I am training a PPO using my custom environment. The code can run, but the process stops in 3 or 4 steps in one episode. (there are time steps in my environment). I would appreciate it a lot if someone could help me with the code. Following is my config code.

def train_ppo():
    config = (
        PPOConfig()
        .training(
            train_batch_size_per_learner=64,
            mini_batch_size_per_learner=64,
            lambda_=0.95,
            kl_coeff=0.5,
            clip_param=0.1,
            vf_clip_param=10.0,
            entropy_coeff=0.01,
            num_sgd_iter=10,
            lr=0.00015,
            grad_clip=100.0,
            grad_clip_by="global_norm",
        )
        .environment("my_env", env_config=env_config)
        .rollouts(
            num_rollout_workers=1,
            rollout_fragment_length=50,
        )
        .rl_module(
            model_config_dict={
                "fcnet_hiddens": [512, 512],
                "fcnet_activation": "tanh"
            }
        )
        .resources(
            num_gpus=0,
        )
        .callbacks(CustomCallbacks)
        .debugging(log_level="DEBUG")
    )
    algo = config.build()
    result = algo.train()

train_ppo()

Another problem is I don’t know how to output the reward I got.
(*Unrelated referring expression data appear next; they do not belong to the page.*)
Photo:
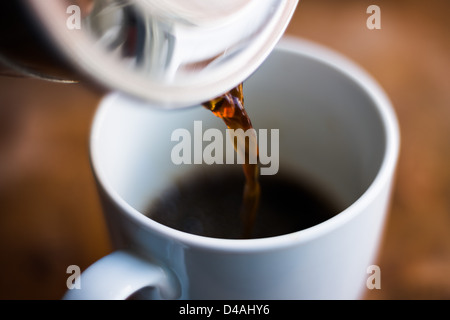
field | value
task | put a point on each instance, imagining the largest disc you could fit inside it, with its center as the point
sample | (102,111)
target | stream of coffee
(230,108)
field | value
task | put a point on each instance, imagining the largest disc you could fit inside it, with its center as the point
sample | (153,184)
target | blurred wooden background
(50,216)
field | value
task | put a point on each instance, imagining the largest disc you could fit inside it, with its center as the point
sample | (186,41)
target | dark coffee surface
(209,204)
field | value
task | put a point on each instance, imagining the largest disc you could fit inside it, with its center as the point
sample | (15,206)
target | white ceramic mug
(336,126)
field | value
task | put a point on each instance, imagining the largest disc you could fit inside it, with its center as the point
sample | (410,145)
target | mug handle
(120,275)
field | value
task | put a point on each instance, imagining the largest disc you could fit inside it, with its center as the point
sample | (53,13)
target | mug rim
(323,55)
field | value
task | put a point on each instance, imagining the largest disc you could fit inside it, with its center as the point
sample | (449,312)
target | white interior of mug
(336,126)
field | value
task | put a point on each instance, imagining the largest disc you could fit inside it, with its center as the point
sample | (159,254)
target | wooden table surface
(50,215)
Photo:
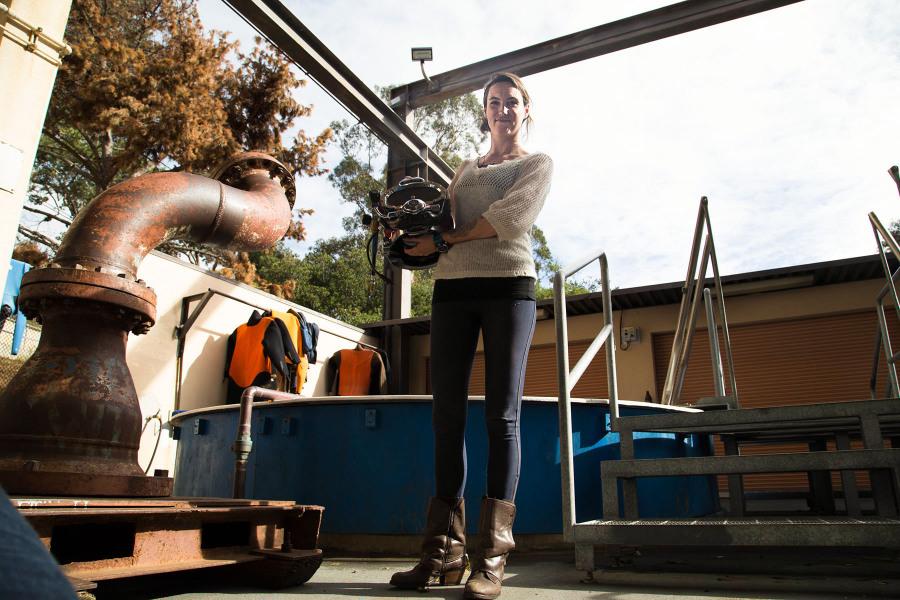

There is no reward in result. And I can confirm that I have return reward in my step function in the environment.

Thank you!!

BR

Hi @ZiyanLydia,

Your issue is this line here:

result = algo.train()

That will do one iteration of rollouts followed by optimization.

To do more than one iteration you either need to put it in a loop or more prefered is to specify a stopping condition and use the tune api.